東日本大震災の被害総額は16.9兆円と未曽有の規模になりました。しかし、仮に阪神大震災を経験していなければ、株価への悪影響はより大きなものとなっていたかもしれません。
新潟県中越沖地震の影響
そして、120営業日目の状況を比べた時に、この2つの大震災をも凌駕する下げを記録したのが07年7月に発生した新潟県中越沖地震で、下落率は実に22.6%に達しています。同地震のマグニチュードは6.8(東日本大震災は9.0、阪神大震災は7.3)で、被害の規模もずっと小さかったにも関わらず、なぜこうしたことが起きたのでしょうか。
米国発のサブプライムローン問題が表面化した時期と重なるため、もちろん一概に地震のせいとは言えません。ただ、同地震では自動車部品メーカーのリケンの柏崎工場が被災した影響で、自動車メーカーが軒並み生産停止に追い込まれるという事態が発生しました。在庫をできるだけ持たない、いわゆる「トヨタ方式」の生産概念で構築されたサプライチェーン(供給網)の欠点があらわになった例として知られています。これもある意味「ネガティブサプライズ」となって、相場の重荷の一因となったのかもしれません。
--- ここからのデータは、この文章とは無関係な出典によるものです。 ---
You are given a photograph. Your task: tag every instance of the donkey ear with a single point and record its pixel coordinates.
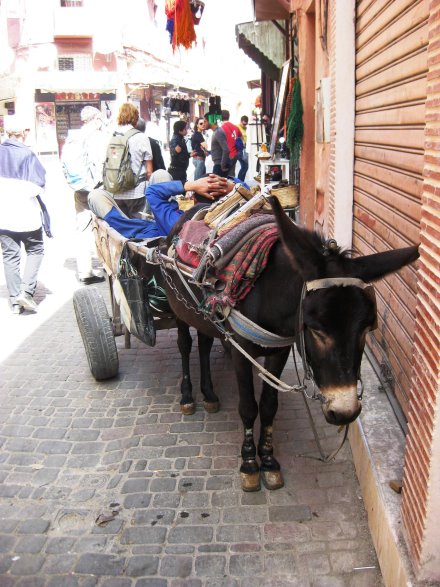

今回4月16日にマグニチュード7.3の「本震」が発生した熊本地震では、本稿執筆中の19日時点でも大きな余震が断続的に続く心配な状況です。工場も多く、経済的な影響は未知数と言えるでしょう。ただ、今後サプライチェーンへの影響が深刻化すれば、新潟県中越沖地震で生じた問題が再燃する可能性もあります。これからNISAで投資を始める人は、過去の地震と株価の関係も参考にしていただければと思います。